For all of this is the afterlife of dead things. One of them
is Brexit itself. When did Brextinction occur? On 24 June 2016. The project was
driven by decades of camped-up mendacity about the tyranny of the EU, and sold
in the referendum as a fantasy of national liberation. It simply could not
survive contact with reality. It died the moment it became real. You cannot
free yourself from imaginary oppression. Even if May were a political genius –
and let us concede that she is not – Brexit was always going to come down to a
choice between two evils: the heroic but catastrophic failure of crashing out;
or the unheroic but less damaging failure of swapping first-class for
second-class EU membership. These are the real afterlives of a departed
reverie.
If the choice between shooting oneself in the head or in the
foot is the answer to Britain’s long-term problems, surely the wrong question
is being asked. It is becoming ever clearer that Brexit is not about its
ostensible subject: Britain’s relationship with the EU. The very word Brexit contains
a literally unspoken truth. It does not include or even allude to Europe. It is
British exit that is the point, not what it is exiting from. The tautologous
slogan Leave Means Leave is similarly (if unintentionally) honest: the meaning
is in the leaving, not in what is being left or how.

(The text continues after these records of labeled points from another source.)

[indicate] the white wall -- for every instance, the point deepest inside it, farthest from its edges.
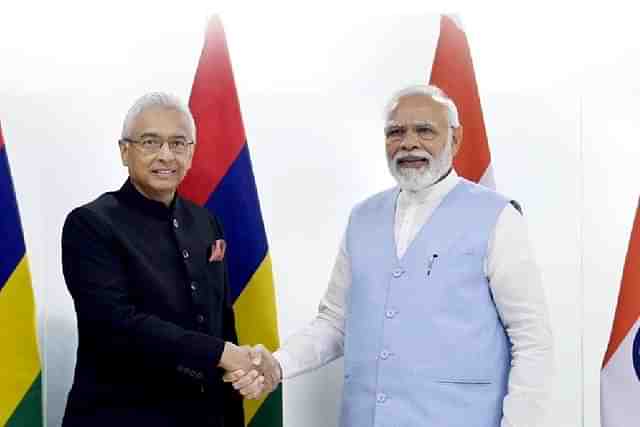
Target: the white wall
(312, 85)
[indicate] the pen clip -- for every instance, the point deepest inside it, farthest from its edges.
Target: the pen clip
(431, 262)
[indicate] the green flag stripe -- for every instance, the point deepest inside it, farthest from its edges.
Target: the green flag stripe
(270, 412)
(29, 410)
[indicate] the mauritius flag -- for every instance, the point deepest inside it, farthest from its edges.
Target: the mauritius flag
(20, 380)
(221, 179)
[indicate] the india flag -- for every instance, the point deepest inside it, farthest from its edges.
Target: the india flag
(452, 71)
(221, 179)
(20, 377)
(620, 376)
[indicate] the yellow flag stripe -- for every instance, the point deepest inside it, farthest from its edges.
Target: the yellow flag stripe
(256, 319)
(19, 358)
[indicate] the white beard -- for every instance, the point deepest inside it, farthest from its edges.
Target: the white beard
(416, 179)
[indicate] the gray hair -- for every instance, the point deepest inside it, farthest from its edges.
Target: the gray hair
(432, 92)
(156, 99)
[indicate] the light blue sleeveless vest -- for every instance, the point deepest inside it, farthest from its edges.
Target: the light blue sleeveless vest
(424, 344)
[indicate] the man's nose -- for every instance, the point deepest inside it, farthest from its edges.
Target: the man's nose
(165, 152)
(410, 141)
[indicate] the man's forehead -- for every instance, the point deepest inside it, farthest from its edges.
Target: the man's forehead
(157, 120)
(419, 108)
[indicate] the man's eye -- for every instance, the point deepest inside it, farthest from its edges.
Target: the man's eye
(395, 132)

Paradoxically, this drama of departure has really served
only to displace a crisis of belonging. Brexit plays out a conflict between
Them and Us, but it is surely obvious after this week that the problem is not
with Them on the continent. It’s with the British Us, the unravelling of an
imagined community. The visible collapse of the Westminster polity this week
may be a result of Brexit, but Brexit itself is the result of the invisible
subsidence of the political order over recent decades.

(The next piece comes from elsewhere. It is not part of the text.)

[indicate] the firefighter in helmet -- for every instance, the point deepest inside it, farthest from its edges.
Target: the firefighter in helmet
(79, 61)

It may seem strange to call this slow collapse invisible
since so much of it is obvious: the deep uncertainties about the union after
the Good Friday agreement of 1998 and the establishment of the Scottish
parliament the following year; the consequent rise of English nationalism; the
profound regional inequalities within England itself; the generational
divergence of values and aspirations; the undermining of the welfare state and
its promise of shared citizenship; the contempt for the poor and vulnerable expressed
through austerity; the rise of a sensationally self-indulgent and clownish
ruling class. But the collective effects of these interrelated developments do
seem to have been barely visible within the political mainstream until David
Cameron accidentally took the lid off by calling a referendum and asking people
to endorse the status quo.
What we see with the lid off and the fog of fantasies at
last beginning to dissipate is the truth that Brexit is much less about
Britain’s relationship with the EU than it is about Britain’s relationship with
itself. It is the projection outwards of an inner turmoil. An archaic political
system had carried on even while its foundations in a collective sense of
belonging were crumbling. Brexit in one way alone has done a real service: it
has forced the old system to play out its death throes in public. The spectacle
is ugly, but at least it shows that a fissiparous four-nation state cannot be
governed without radical social and constitutional change.

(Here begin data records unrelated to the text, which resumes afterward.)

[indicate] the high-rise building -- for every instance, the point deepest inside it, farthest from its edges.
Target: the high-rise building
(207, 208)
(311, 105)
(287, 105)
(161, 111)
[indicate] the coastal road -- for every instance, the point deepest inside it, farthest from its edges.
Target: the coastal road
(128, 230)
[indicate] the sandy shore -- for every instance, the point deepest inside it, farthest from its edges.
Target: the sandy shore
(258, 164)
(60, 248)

European leaders have continually expressed exasperation
that the British have really been negotiating not with them, but with each
other. But perhaps it is time to recognise that there is a useful truth in
this: Brexit is really just the vehicle that has delivered a fraught state to a
place where it can no longer pretend to be a settled and functioning democracy.
Brexit’s work is done – everyone can now see that the Westminster dodo is dead.
It is time to move on from the pretence that the problem with British democracy
is the EU and to recognise that it is with itself. After Brextinction there
must be a whole new political ecosystem. Drop the dead dodo, end the mad race
for a meaningless prize, and start talking about who you want to be.